Il ne faut pas être dans le déni : il y a vraiment une usine de trolls à Saint-Pétersbourg, tels que le rapportent des témoignages à ce sujet. Il y a effectivement une intervention des services russes ou de groupes plus que tolérés par le Kremlin, afin d'intervenir sur les réseaux sociaux dans les pays étrangers et souvent par le biais de faux comptes de présumés américains ou de présumés français. Cela existe, mais ce n'est pas très important ni très efficace : des tas d'études américaines ont été réalisées sur le rôle des réseaux sociaux dans l'élection de Trump. Elles ont conclu que cela avait eu un effet tout à fait négligeable, que ce n'avait touché que des gens déjà très convaincus en répandant des théories complotistes ou des rumeurs. Rappelons que sous Louis XVI, les Anglais laissaient partir de Londres vers Paris, dans les cales des bateaux, des pamphlets sur la vie sexuelle de Marie-Antoinette. Ce n'est pas cela qui a déclenché la Révolution française.
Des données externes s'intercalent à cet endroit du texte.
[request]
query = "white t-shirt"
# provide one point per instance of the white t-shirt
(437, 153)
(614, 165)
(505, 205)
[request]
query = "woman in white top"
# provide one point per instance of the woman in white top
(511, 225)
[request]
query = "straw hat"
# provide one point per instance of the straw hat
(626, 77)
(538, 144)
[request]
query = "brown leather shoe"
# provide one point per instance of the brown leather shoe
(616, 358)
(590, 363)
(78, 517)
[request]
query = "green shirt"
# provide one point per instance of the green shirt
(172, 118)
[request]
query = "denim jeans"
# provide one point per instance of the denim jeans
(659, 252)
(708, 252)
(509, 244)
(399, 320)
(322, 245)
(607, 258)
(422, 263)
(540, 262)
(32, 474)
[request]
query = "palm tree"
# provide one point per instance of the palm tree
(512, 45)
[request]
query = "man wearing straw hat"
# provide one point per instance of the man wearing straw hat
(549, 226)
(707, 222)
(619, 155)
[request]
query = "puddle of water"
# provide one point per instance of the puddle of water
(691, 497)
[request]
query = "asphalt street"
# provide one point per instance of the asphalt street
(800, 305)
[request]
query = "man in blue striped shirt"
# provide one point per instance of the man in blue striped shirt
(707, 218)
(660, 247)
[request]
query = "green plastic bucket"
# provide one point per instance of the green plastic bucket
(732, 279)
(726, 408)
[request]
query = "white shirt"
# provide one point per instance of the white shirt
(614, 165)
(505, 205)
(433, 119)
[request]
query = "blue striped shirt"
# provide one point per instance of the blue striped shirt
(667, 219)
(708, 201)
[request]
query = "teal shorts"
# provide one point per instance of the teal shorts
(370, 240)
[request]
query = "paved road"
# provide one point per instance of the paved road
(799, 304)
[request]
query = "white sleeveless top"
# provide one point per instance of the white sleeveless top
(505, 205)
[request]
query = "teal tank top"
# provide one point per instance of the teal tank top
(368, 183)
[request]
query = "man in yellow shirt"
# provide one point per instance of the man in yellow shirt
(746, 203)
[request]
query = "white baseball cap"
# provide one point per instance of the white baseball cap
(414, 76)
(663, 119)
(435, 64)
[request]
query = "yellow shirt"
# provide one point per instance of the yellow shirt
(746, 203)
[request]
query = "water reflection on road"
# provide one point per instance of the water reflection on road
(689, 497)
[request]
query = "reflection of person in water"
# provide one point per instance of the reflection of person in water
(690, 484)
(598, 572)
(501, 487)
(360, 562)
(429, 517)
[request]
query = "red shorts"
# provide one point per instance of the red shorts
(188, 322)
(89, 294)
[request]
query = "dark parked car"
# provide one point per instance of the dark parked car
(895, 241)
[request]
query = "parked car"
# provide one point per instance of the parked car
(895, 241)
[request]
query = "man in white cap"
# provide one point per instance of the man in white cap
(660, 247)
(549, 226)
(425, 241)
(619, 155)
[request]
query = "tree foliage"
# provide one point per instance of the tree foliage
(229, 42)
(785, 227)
Il y a donc une grosse différence entre la véracité des interventions russes (et des alt-right de Steve Bannon, qui existent également) et un gigantesque fantasme qui prouve une incapacité intellectuelle à analyser les fautes politiques. 

Encore une fois, il existe réellement de fausses informations parmi celles véhiculées par certains "gilets jaunes". Mais cela ne touche que des gens déjà très convaincus et ce n'est pas pour ces raisons que les Français approuvent très majoritairement le mouvement. Ce soutien n'est pas le fruit d'une manipulation.

Que penser de cette guerre de l'influence qui se déroule sur les réseaux sociaux ? Quel est le but derrière la propagation grossière de fake news ?

Il y a effectivement des fake news répandues délibérément. À cela, plusieurs explications. Le premier niveau correspond à l'enthousiasme idéologique : on est prêt à croire n'importe quelle thèse complotiste qui irait dans le sens de ce que l'on croit déjà. Que des "gilets jaunes" peu éduqués croient ce type d'informations, c'est quelque part excusable. Lorsque ce sont des secrétaires d'État qui représentent le "nouveau monde", cela m'inquiète davantage. 

D'autre part, il existe des groupes militants, plus ou moins tolérés par l'État, dont l'objectif est de répandre les pires horreurs sur quelqu'un, d'accuser un chef d'État de collusion avec la mafia, etc. Cela n'est pas tout nouveau.

Une autre thèse, très en vue au ministère des Affaires étrangères, consiste à percevoir une volonté étrangère de semer la confusion, d'envoyer de nombreuses informations contradictoires de façon à saper la crédibilité idéologique ou l'autorité d'un système. 

Déstabiliser l'adversaire, cela se fait en politique, mais aussi dans le monde de l'économie, où l'on crée des officines qui répandent des rumeurs sur tel ou tel produit... Cela, c'est de la diffamation, mais c'est un processus très ancien. Le processus n'est pas nouveau. Évidemment, internet lui donne une amplitude extraordinaire, mais il y a aussi une très bonne nouvelle : les fake news vont très vite y être repérées. Je trouve, à ce titre, que l'équipe de Libération dédiée à cela (CheckNews, ndlr) travaille bien : ils ont repéré plein de fausses nouvelles. Il y a également 150 ONG faisant du fact-checking. Donc, la possibilité qu'une nouvelle complètement fausse et délirante ne soit pas repérée est très faible.